You get used to everything gradually, because you learn to make your peace with it. You can do nothing about either the dorm space that you’ve been given, or the schedule which is enforced upon you. You don’t really have anything to spend money on because there is literally nothing on campus to spend money on, and ‘coupons’ given to you are the basic currency for anything which is remotely available (like the canteen). The people come and go, and there’s good people and bad people, and you are either a good person or a bad person (most probably both at the same time). But the food.

What can you actually do about food? You cannot change that either, so you have to make your peace with the same menu for seven days a week, which is also the same for 365 days a year, with the addition of soup served in winters. So when I tell people I went to a boarding school, their usual questions mainly comprise of them pretending to care as they ask, “How did you stay so far away from home? Did you not miss your parents? Oh and what about the people? Should I send my daughter to the same school as well? Will she manage? Oh no! Will she adjust to the food?” And for some reason, the last question is always laid most emphasis on. That’s reasonable, considering that food is the most essential thing for survival – to most normal people, at least.

So how did I adjust to the food at my boarding school? Like I said, I made my peace with it. It’s been two years since I graduated high school, but the feeling of walking around that beautiful campus is etched in my brain as though it were yesterday. My routine was pretty basic but it had its own twists and turns and something new (usually controversial) used to happen everyday. I used to wake up for breakfast in the morning – and perhaps the only phase of my life where I actually went for breakfast every single day – get ready in the standard school uniform, march out the dorm room and out of the hostel and off to the mess with my usual “squad” (that’s what kids these days call their group of friends). And perhaps breakfast was the best meal of the day, and the most peaceful too.

Every morning, I used to enter the mess with a bottle of Bournvita in my hands with writing all over it, saying, “Property of Nikita Achanta, C-1855. Do not touch, you will die”, like everyone else did so that no one would steal their Bournvita (Bournvita was how a bottle of vodka is to most people today).

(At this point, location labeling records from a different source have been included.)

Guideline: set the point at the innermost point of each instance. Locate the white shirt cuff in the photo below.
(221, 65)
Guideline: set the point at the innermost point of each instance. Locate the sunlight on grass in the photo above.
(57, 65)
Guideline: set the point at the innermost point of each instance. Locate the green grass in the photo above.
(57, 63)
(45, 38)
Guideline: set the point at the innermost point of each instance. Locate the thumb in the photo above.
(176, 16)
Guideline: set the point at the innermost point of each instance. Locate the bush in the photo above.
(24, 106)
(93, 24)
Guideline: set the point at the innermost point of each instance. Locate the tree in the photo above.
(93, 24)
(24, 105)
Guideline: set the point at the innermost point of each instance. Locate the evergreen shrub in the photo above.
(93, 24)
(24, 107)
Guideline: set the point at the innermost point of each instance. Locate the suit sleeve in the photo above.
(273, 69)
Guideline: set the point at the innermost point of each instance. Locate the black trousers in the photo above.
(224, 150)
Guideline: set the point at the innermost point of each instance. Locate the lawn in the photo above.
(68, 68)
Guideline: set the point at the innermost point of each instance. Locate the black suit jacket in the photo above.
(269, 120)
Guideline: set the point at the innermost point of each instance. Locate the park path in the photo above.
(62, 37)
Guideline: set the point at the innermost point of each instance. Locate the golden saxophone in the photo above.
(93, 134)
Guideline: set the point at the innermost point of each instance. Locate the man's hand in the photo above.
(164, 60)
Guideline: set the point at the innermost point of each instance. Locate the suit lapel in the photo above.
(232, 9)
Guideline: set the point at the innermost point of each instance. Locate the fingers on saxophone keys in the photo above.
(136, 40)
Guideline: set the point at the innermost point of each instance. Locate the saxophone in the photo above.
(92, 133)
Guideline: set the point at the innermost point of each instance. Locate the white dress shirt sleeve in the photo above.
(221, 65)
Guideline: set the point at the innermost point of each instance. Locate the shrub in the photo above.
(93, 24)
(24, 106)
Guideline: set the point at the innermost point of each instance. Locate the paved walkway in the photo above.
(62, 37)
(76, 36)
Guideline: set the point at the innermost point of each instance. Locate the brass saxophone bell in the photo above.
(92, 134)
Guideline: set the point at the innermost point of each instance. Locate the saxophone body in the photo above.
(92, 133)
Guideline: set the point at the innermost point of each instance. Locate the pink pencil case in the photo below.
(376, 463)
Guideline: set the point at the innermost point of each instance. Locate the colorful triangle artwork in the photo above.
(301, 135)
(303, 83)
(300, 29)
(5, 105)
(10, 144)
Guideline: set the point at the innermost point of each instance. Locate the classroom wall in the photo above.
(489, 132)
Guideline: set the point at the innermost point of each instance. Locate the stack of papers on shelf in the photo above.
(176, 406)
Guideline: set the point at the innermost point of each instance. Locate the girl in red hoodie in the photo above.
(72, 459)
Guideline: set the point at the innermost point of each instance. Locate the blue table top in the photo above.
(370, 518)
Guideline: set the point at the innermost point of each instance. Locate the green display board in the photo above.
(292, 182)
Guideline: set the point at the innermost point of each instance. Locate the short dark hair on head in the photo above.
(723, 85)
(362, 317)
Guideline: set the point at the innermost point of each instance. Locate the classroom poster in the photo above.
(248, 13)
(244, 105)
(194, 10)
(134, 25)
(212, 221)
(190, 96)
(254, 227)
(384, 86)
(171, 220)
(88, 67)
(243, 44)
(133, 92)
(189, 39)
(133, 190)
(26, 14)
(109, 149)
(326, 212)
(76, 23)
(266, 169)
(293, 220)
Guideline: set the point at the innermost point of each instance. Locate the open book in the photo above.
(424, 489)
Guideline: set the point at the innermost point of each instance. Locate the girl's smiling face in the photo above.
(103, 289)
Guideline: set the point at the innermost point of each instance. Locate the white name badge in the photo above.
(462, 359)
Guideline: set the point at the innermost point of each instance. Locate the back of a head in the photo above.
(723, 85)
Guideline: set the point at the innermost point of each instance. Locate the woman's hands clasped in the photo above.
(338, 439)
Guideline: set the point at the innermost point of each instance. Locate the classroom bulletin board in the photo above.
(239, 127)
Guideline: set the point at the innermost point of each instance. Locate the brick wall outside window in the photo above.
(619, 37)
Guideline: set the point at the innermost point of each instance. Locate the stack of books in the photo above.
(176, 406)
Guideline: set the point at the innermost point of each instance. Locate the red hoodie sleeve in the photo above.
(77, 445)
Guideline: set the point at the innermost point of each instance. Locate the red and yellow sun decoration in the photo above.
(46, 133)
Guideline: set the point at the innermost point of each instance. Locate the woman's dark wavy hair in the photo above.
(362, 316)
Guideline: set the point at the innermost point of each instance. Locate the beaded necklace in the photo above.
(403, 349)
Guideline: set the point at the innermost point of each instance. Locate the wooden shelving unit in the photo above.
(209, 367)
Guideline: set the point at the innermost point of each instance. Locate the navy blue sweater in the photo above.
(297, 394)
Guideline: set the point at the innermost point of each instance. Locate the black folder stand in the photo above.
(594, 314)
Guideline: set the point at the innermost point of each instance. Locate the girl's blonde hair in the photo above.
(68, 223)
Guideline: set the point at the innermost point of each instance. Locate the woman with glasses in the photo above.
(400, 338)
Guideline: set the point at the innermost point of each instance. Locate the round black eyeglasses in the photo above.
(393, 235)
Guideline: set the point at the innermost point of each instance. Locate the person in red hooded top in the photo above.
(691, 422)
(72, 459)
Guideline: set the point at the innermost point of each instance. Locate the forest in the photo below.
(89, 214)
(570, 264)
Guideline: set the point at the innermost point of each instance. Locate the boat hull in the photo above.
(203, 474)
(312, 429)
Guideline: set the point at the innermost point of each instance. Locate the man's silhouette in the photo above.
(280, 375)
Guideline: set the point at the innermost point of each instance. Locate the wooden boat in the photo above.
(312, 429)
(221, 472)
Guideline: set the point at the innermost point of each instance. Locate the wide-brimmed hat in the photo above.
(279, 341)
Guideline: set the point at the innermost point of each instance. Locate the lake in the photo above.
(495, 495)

I used to pick up one of the steal glasses from one of the tables, and used to pour myself a glass of chilled milk, put in two heaps full of Bournvita in it, and then sit at the table, mixing it with so much concentration so that none of the granules remained undissolved. Breakfast was usually the time where students from different ‘houses’ got to meet each other (our curfew was 9 P.M.), and exchange gossip and other news (mostly controversies) which would have happened over night (well, that’s what happens in an all-girls’ boarding school). To me, breakfast was the only time I could get my peace of mind till the next morning. And the feeling of downing that glass of chilled milk down my throat was the best in the world. It was what made Mondays bearable.

They used to serve a traditional meal of dal-baati on Tuesdays, which I never grew a liking towards, and sometimes kulcha chana on Tuesdays, which was alright too, because I always ending up eating the kulcha by itself. Fridays were extra special though. Not because of the weekend slowly creeping up on us, but because lunch was probably the best dish ever served there – rajma and rice. Walking into the mess on a Friday afternoon had a thrill of its own. Getting in line for rajma and rice, with curd on the side, was sort of like a race to all of us seniors: you always wanted to be the first one to get the food, and the first one to finish eating just so you could go and get yourself another serving.

As I write this, I realize how much I miss all of that, and what I would give to go back just for another Friday lunch at that overcrowded mess. So when someone asks me, “So how’s the food at a boarding school?” I don’t really know what to tell them. It was not about the food, as much as it was about the people I shared it with. The same mess I sat in was the same place people I both loved and hated (both from the core of my heart) did as well – strangers who had become friends, and friends who had become strangers.

To think that teenagers today get excited over partying and drinking and smoking and “chilling” with their friends and socializing. On Tuesday nights, my “jam” used to be some hot pav bhaji and a couple laughs with the outsiders who became family. Ces’t La Vie.